Folder details and important files in the folder:
All analysis for Treemix was done in Lmelissa_host_adaptation folder and further analysis files are in Lmelissa_Treemix folder.
Further folders are as follows and have the respective files:
fileReplicates - contains all the replicate.cov,gz files from treemix analysis
files_genotype - contains all g_ABC.txt etc files
file_phenotype - contains all p_ABC.txt etc files
files_tee - contains all melissa_tree files. This is a copy of files.
treemix_files - this folder contains all the melissa_tree files and output files + scripts
scripts - contains all the shell scripts
Sumtree_finaltrees - this folder is saved on my desktop and has all the final tree files from sumtree
RAN SAMtools ON THE L.MELISSA DATA.
STEP 1
The total number of populations is 565 which is the number of lines in the locuslist.txt. The list of bam files including L.melissa populations and L.ana populations which we are using as a outgroup to construct the tree in TreeMix. The list of bam files is saved in bamList.txt. The list of loci for these populations is saved in locuslist.txt.
Ran the samtools mpileup on the final alignment file on the cluster with following steps:
a).Created the following script in nano:
command used: vim nano
script saved as runmelissaVariants.sh
#!/bin/sh
#PBS -N samtools
#PBS -l nodes=1:ppn=1
#PBS -l walltime=96:00:00
#PBS -l mem=24g
#PBS -q batch
. /rc/tools/utils/dkinit
reuse SAMtools
cd /labs/evolution/projects/Lmelissa_host_adaptation/variants/bams
samtools mpileup -C 50 -d 50 -l locuslist.txt -f ../../final.assembly.fasta -q 10 -Q 15 -D -g -I aln*.bam > melissaVariants.bcf
b). submit the job to the DoRC with the following command:
qsub runmelissaVariants.sh
c).

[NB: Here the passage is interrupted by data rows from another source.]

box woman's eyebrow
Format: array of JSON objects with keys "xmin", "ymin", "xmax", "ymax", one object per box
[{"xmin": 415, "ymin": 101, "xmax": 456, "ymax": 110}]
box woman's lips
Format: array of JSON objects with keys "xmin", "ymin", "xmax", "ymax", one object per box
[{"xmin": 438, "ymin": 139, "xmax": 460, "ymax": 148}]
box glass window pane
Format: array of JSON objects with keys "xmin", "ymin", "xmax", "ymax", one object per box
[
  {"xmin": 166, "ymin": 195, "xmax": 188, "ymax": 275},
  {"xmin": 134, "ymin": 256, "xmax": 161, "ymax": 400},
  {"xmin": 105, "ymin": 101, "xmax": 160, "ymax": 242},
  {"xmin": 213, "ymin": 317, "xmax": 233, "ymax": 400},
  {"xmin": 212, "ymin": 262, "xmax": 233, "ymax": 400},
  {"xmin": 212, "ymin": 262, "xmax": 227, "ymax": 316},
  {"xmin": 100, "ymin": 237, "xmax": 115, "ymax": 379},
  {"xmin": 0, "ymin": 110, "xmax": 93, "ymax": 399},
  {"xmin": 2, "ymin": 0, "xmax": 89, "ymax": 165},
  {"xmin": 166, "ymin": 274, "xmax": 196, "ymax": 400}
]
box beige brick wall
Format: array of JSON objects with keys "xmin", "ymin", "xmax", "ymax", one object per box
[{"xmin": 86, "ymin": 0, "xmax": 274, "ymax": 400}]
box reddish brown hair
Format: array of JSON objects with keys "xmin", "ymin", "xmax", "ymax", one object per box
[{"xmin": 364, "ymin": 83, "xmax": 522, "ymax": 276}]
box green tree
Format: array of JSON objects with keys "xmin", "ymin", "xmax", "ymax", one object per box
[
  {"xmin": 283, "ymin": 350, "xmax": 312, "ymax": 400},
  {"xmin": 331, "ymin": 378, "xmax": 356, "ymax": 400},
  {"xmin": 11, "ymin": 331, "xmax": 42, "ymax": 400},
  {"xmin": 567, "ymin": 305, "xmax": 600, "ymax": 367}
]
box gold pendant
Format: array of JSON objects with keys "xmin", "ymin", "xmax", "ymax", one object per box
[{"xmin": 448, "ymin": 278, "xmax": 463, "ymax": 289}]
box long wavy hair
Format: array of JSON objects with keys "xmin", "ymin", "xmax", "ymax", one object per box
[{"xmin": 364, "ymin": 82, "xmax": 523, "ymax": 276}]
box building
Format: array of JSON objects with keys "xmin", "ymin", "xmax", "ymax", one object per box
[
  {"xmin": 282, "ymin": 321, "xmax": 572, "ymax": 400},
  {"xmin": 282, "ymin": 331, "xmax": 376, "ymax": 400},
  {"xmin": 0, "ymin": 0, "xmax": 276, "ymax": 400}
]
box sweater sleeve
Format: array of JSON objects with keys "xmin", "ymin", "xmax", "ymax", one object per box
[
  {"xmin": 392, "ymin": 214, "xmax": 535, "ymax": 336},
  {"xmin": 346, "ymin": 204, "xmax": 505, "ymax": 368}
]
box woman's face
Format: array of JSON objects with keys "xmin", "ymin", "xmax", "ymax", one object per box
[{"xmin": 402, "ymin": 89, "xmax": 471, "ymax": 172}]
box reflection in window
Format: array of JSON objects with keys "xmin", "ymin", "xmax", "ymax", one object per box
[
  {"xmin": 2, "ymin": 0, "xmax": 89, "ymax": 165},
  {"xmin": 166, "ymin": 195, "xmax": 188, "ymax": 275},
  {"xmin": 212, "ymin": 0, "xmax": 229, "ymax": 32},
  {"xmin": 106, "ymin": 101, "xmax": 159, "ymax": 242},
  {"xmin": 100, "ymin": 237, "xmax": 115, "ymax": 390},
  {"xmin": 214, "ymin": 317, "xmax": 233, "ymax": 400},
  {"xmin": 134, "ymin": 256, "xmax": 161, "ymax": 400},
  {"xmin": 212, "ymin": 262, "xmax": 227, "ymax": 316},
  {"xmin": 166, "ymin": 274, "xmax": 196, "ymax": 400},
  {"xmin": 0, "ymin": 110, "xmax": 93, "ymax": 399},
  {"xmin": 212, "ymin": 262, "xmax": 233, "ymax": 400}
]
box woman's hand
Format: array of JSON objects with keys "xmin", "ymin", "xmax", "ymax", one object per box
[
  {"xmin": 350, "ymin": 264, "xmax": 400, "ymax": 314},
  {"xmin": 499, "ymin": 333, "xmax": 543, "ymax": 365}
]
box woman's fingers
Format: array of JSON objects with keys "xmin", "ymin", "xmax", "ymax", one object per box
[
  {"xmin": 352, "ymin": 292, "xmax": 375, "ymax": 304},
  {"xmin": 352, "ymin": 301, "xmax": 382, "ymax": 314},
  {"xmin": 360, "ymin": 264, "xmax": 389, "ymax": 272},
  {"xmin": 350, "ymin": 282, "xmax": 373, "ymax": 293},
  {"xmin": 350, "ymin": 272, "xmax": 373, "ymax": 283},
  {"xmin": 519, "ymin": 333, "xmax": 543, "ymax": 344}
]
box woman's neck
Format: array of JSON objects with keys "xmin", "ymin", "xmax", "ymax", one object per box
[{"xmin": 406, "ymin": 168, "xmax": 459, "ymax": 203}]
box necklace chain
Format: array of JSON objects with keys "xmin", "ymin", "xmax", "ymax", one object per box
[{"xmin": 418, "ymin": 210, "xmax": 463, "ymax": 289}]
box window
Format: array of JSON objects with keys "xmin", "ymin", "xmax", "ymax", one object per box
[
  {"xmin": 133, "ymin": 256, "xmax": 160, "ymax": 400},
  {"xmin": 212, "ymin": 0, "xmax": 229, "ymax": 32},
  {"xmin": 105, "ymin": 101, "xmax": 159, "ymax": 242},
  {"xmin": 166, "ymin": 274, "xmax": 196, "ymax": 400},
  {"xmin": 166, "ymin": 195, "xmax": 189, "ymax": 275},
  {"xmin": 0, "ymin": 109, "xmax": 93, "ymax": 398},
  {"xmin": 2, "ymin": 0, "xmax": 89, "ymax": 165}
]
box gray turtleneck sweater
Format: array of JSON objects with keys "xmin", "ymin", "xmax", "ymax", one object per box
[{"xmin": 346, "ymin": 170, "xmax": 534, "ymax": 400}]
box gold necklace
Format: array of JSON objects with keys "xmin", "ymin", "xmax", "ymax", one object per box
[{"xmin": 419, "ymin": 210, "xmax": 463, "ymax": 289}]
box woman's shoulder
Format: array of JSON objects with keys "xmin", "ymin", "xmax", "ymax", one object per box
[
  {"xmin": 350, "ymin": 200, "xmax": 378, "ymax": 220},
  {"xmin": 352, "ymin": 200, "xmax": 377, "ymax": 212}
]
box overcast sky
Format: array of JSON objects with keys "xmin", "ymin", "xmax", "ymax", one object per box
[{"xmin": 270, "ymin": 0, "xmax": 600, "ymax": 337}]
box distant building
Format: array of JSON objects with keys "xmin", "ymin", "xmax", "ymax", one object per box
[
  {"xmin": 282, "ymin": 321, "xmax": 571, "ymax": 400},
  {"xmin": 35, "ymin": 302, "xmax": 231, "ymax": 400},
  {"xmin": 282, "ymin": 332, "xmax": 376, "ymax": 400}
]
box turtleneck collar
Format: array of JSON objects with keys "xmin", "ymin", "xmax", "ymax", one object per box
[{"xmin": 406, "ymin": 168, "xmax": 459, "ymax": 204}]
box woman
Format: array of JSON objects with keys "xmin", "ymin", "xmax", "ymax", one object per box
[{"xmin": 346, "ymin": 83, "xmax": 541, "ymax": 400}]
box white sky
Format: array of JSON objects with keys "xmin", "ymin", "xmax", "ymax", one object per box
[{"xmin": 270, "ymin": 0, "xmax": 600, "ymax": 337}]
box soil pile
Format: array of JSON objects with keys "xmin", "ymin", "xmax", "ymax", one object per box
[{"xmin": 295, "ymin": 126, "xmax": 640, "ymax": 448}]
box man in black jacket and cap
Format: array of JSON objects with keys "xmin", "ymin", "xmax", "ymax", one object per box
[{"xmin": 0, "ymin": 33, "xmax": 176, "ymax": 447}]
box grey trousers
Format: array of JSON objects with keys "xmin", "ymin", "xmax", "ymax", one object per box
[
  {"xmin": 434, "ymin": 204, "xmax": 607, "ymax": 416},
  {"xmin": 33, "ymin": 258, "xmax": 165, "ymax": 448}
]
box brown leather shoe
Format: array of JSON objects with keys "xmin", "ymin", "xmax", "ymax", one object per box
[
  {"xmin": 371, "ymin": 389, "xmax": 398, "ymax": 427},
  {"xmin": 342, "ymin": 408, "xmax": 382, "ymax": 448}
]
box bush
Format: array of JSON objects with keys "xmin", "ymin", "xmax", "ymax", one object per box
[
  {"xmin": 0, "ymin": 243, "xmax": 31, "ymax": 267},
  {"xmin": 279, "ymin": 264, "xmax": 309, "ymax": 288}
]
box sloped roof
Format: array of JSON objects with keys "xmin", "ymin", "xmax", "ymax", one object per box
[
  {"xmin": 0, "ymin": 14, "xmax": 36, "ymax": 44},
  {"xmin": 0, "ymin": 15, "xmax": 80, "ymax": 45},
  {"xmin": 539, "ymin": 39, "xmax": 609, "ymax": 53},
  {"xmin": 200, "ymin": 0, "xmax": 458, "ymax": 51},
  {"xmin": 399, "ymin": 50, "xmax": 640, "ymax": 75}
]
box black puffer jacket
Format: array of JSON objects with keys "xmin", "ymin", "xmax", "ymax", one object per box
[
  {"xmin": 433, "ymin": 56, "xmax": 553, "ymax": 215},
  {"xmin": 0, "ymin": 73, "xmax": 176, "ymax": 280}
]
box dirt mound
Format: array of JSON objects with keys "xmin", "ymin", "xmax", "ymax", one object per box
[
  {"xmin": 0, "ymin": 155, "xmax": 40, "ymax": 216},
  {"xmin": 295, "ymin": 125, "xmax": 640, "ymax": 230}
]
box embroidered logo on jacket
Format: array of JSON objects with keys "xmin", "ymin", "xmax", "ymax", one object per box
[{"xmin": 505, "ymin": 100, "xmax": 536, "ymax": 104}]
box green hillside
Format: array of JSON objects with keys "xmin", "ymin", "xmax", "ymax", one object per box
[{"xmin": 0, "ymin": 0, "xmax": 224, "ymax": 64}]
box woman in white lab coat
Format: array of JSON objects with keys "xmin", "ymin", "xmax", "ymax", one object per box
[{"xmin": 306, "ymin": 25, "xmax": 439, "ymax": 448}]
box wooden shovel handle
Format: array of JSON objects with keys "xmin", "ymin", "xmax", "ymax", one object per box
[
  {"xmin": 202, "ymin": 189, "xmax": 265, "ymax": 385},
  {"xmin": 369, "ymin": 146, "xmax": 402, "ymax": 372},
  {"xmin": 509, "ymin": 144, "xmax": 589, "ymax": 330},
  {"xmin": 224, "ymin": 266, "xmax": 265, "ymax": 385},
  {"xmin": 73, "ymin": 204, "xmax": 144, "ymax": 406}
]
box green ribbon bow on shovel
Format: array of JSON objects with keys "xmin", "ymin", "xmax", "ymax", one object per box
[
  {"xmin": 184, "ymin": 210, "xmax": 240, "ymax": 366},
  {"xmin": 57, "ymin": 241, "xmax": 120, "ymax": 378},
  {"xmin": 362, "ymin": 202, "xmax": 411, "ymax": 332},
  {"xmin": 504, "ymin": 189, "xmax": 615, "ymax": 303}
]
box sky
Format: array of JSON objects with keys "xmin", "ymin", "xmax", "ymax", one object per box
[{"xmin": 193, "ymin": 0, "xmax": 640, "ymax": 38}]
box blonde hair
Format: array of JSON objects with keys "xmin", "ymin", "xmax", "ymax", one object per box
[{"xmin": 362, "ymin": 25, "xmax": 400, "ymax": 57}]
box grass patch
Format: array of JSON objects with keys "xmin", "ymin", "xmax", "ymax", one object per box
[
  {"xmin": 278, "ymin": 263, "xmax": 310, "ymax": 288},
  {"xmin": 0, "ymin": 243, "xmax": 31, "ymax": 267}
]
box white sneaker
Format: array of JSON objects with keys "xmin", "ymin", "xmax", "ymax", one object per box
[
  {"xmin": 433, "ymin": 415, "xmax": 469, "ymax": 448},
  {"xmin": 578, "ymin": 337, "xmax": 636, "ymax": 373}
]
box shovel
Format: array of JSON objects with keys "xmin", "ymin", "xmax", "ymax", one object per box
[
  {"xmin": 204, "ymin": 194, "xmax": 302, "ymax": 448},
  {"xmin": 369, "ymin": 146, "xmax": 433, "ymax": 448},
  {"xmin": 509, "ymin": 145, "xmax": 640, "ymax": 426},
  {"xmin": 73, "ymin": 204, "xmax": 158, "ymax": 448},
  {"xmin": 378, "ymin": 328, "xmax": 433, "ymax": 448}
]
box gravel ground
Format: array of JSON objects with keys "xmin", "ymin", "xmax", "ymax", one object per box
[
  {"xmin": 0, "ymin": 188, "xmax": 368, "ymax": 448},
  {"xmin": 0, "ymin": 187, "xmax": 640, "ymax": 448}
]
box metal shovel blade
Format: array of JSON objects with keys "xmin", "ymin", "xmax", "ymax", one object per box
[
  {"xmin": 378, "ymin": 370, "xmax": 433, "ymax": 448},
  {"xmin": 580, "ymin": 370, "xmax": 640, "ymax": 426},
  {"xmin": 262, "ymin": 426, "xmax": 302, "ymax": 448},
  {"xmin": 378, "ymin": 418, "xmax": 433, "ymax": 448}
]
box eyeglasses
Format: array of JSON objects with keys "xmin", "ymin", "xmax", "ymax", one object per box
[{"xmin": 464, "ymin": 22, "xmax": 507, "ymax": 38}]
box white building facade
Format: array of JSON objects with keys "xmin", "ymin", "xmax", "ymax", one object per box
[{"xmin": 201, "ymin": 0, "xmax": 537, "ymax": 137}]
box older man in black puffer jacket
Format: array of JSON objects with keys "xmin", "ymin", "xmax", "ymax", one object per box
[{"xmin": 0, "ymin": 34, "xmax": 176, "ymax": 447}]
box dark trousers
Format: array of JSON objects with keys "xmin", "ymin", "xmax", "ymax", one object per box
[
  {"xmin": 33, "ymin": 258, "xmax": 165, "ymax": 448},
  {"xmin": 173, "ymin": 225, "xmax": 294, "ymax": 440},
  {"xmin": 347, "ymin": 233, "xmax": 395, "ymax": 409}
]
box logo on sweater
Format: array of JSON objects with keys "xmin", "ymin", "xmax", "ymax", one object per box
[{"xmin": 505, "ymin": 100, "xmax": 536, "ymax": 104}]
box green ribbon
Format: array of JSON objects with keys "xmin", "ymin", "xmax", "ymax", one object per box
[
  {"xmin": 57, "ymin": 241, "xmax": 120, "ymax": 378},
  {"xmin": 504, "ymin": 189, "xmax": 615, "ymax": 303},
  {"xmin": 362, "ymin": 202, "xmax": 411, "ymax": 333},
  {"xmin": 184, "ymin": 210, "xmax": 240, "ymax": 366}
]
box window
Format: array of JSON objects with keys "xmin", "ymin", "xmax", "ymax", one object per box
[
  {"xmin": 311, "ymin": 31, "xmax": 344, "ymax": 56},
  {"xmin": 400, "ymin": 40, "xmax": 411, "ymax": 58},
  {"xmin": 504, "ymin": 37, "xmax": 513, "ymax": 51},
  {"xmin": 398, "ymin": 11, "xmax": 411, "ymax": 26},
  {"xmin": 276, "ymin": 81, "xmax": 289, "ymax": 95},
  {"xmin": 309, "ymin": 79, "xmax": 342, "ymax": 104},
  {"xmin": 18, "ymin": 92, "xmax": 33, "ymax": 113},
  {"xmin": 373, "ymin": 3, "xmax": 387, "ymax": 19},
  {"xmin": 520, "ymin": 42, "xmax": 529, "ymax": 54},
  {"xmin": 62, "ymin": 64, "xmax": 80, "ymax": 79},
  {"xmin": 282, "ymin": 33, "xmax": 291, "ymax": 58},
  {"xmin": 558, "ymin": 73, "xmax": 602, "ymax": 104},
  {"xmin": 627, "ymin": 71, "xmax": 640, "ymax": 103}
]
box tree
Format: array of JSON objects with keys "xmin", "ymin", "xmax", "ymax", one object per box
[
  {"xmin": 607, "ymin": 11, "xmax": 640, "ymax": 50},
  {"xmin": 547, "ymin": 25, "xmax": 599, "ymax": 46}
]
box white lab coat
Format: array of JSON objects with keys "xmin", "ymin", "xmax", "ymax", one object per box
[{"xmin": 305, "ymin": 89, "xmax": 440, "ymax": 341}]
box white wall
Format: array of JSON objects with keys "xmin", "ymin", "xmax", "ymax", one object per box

To check the status of the job, use the following command:
qstat runmelissaVariants.sh
or
qstat -u A02079361
The job number submitted to the cluster is 102598. The output will be saved as slurm102598.out
STEP 2
Submitted two scripts to DoRC with the following commands in SAMtools saved in shell scripts called runmelissaVariants1. sh (with -v) and runmelissaVariants2.sh (without -v)
#!/bin/sh
#PBS -N samtools
#PBS -l nodes=1:ppn=1
#PBS -l walltime=96:00:00
#PBS -l mem=24g
#PBS -q batch
. /rc/tools/utils/dkinit
reuse SAMtools
cd /labs/evolution/projects/Lmelissa_host_adaptation/variants/bams
bcftools view -c -d 0.8 -g -p 0.01 -P full -t 0.001 -v -l ../locuslist.txt melissaVariants.bcf > melissaVariants1.vcf
-v option: output variants file only
the analysis gave weird results with the -d option. So we REMOVED the -d option and got the results. The melissaVariants2.vcf is the working file and will be used for further analysis.
My final input script was the following:
#!/bin/sh
#PBS -N samtools
#PBS -l nodes=1:ppn=1
#PBS -l walltime=96:00:00
#PBS -l mem=24g
#PBS -q batch
. /rc/tools/utils/dkinit
reuse SAMtools
cd /labs/evolution/projects/Lmelissa_host_adaptation/variants/bams
bcftools view -c -g -p 0.01 -P full -t 0.001 -v -l ../locuslist.txt melissaVariants.bcf > melissaVariants2.vcf
The script is saved in the directory cd /labs/evolution/projects/Lmelissa_hostplantadaptation
The melissaVariants2.vcf is in the bams folder in variants folder in Lmelissa_hostplant
To check the number word counts for the scaffolds in the given locuslist I used the following command:
grep -c *scaf path/melissaVariants2.vcf
STEP 2
Now I converted the vcf file Lmelissa_variants.vcf to a gl file by using the perl script vcf2gl.pl and got the outfile LmelissaVariants.gl
perl ../scripts/vcf2gl.pl Lmelissa_variants.pl
Next I split the populations in the previous file using the perl script splitPops.pl and received population files like LmpopYBG..etc.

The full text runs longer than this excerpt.